Signs of a slowdown in the U.S. labor market are raising concerns ahead of the release of nonfarm payrolls data. The latest job openings report fell short of expectations, marking one of the first signals of weakening employment.
Job Openings Below Expectations
In July, U.S. job openings came in at 7.18 million, below the market expectation of 7.4 million.
- This marks only the second time in the post-pandemic period that the figure has dropped below 7.2 million.
- The last time it fell lower was in September 2024, when openings stood at 7.1 million.

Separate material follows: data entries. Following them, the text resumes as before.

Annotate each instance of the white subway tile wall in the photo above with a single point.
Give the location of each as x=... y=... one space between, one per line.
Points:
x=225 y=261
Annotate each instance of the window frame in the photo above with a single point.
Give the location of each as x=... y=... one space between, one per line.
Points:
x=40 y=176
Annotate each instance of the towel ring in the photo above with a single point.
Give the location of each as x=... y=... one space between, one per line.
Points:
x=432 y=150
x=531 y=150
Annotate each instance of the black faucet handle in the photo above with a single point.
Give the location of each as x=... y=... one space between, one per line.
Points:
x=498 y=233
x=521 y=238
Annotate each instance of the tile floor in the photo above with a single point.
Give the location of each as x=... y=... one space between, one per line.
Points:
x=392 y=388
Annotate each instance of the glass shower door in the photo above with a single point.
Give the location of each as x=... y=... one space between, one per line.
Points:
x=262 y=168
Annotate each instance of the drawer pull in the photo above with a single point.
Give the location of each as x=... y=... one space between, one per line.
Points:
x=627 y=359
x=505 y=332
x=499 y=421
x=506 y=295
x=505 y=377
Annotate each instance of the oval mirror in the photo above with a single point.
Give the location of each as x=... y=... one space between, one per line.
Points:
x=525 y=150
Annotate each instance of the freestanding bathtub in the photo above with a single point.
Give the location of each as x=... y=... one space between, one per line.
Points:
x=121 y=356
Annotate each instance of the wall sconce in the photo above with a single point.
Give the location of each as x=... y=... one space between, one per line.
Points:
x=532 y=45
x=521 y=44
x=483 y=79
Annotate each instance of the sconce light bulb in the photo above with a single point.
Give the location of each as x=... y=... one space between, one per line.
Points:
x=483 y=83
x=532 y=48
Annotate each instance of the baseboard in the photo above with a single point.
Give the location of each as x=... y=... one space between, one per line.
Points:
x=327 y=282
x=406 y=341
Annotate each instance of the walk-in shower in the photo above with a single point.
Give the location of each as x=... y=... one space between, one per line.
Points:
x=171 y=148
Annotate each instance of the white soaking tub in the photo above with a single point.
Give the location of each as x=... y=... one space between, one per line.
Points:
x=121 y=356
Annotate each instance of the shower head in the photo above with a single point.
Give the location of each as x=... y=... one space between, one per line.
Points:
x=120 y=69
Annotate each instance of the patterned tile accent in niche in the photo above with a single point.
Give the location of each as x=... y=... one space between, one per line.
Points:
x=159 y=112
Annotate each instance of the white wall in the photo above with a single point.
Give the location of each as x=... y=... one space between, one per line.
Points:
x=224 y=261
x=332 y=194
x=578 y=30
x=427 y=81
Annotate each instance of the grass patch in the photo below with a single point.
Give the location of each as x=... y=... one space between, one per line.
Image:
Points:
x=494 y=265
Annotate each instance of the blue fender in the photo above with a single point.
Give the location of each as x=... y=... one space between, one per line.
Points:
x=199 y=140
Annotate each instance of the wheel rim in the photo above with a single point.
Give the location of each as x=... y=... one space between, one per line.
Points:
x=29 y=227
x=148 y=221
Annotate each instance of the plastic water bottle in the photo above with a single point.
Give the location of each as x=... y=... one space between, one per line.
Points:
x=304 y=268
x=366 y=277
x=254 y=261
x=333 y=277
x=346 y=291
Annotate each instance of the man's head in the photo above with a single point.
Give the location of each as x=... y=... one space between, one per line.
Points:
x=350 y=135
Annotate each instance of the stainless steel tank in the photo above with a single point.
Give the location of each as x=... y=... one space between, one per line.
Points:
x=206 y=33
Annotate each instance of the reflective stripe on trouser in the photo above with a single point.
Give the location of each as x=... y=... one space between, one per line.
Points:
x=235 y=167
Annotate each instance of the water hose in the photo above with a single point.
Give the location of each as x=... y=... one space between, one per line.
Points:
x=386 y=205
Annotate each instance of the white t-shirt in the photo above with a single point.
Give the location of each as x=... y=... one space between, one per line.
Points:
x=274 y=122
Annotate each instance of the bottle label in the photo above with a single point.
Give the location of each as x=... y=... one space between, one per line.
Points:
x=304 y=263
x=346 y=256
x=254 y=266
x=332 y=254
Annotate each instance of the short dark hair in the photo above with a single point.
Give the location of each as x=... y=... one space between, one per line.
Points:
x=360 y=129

- During the early pandemic shock, job openings had plunged below 5 million.
- In the recovery period, job postings surged to nearly 12 million, hitting historic highs.
Cracks Emerging in the Labor Market
Heather Long, chief economist at Navy Federal Credit Union, told CNBC that the labor market is now showing signs of real weakness:
“These data show we’re at a turning point for the job market. Cracks are now visible. The labor market has cooled, even frozen… It’s very hard to find a job in the U.S. right now.”
Critical for the Fed’s Decision
Tomorrow’s August nonfarm payrolls report will play a key role in shaping the Fed’s September 17 rate decision.
- Expected job gains: 78,000
- Unemployment rate: seen rising from 4.2% to 4.3%
If the report confirms labor market weakness, the Fed may be more inclined toward an interest rate cut.